IBM Support

AIX Memory usage: 100% used, filecache and paging

How To


Summary

How to check whether the system is memory over-committed, more memory is needed or it can be reduced.

Objective

A common concern is the amount of memory being used, since by default AIX uses all the available memory: it is normal to see almost 100% of
real memory being used, but it does not necessarily mean the system
is over-committed and more memory is needed.

Steps

Memory in AIX is managed by VMM, Virtual Memory Manager, that works with pages, a fixed-size block of data.
There are fundamentally two types of pages on AIX:

  • Working storage pages (Computational memory)
  • Permanent storage pages (Non-Computational memory)

Working storage
Working storage pages are pages that contain volatile data (in other words, data that is not preserved across a reboot).
On other platforms, working storage memory is sometimes referred to as anonymous memory.
Examples of virtual memory regions that consist of working storage pages are:

  • Process data
  • Stack
  • Shared memory
  • Kernel data

When modified working storage pages need to be paged out (moved from memory to the disk), they are written to paging space;
working storage pages are never written to a file system. When a process exits, the system releases all of its private working storage pages.
Thus, the system releases the working storage pages for the data of a process and stack when the process exits.
The working storage pages for shared memory regions are not released until the shared memory region is deleted.

Permanent storage
Permanent storage pages are pages that contain permanent data (that is, data that is preserved across a reboot).
This permanent data are file data, so permanent storage pages are just pieces of files cached in memory.
An unmodified permanent storage page can be released without being written to the file system, since the file system contains a pristine copy of the data; when a modified permanent storage page needs to be paged out (moved from memory to disk),
it is written to a file system.

For example, if an application is reading a file, the file data is cached in memory in permanent storage pages.
These permanent storage pages are unmodified, meaning that the pages were not modified in memory.
So, the in-memory permanent storage pages are equivalent to the file data on the disk. When AIX needs to free up memory, it can just "release" these pages without having to write anything to disk.
If the application did writes to the file instead of reads, the permanent storage pages would be "modified," and AIX would have to flush the pages to disk before releasing the pages.

You can divide permanent storage pages into two subtypes:

  • Client pages
  • Non-client pages

Non-client pages are pages containing cached Journaled FileSystem (JFS) file data.

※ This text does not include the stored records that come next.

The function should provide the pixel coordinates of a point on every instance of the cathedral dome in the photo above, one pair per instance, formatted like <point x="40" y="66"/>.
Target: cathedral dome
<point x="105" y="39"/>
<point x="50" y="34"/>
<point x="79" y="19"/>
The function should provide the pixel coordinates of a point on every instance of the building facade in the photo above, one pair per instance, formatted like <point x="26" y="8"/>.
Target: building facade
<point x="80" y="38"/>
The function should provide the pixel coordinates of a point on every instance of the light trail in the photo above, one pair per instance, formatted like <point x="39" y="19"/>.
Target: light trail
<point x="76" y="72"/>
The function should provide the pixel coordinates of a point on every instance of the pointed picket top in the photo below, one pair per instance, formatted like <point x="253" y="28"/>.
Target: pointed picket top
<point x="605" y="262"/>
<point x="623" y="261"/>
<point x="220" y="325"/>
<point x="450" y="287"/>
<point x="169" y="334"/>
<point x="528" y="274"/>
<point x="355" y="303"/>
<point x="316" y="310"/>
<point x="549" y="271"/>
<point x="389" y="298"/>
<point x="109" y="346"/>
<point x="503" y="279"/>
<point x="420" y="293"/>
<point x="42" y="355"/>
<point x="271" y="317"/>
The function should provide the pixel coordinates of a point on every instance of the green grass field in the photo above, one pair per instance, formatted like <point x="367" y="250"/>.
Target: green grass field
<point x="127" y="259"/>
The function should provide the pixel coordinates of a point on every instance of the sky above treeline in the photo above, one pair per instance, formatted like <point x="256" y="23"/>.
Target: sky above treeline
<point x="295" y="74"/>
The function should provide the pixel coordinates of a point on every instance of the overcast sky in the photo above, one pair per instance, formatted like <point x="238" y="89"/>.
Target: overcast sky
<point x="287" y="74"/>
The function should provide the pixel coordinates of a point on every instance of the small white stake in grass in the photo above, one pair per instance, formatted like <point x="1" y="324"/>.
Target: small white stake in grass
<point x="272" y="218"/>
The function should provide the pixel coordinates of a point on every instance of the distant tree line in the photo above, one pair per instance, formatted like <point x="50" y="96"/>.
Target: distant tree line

Non-client pages are sometimes referred to as persistent pages.
Client pages are pages containing cached data for all other file systems (for example, JFS2 and Network FileSystem (NFS).

Is my system memory over-committed? Do I need to add more memory?

Memory overcommittment is determined by the amount of Computational memory vs the real memory available to the system.
Looking at the memory usage, you must verify that Computational memory does not exceed the system real memory: if it does, then the system is memory over-committed resulting in paging space activity, which has a performance impact, and more memory has to be added.

You can use different commands to verify the allocated memory, for example
- vmstat
    Running vmstat (no specific flags needed) you can see the "avm" column
                             
image-20200331214356-1

    The "avm" represents the "active virtual memory" that basically corresponds to the Computational memory: the number is in 4KB units (memory 
 
   pages), here about 42GB.

- svmon
   "svmon -G" shows the global report where you can compare "virtual" to "size" (units are in 4KB pages)

                 image-20200331183409-1
    
size         =   25165824 4KB pages = 98GB
    
virtual =   11281059 4KB pages = 44GB

- topas
    Executed with no flags, the memory section is in the right side of the output showing the percentage of Computational memory (here at 41%).

                                         image-20200331174501-1   

Here the system is using about 42% of memory for Computational memory, thus not over-committed in terms of memory: depending on the system activity the remaining 58% can be free or used for filecache (Non-Computational memory).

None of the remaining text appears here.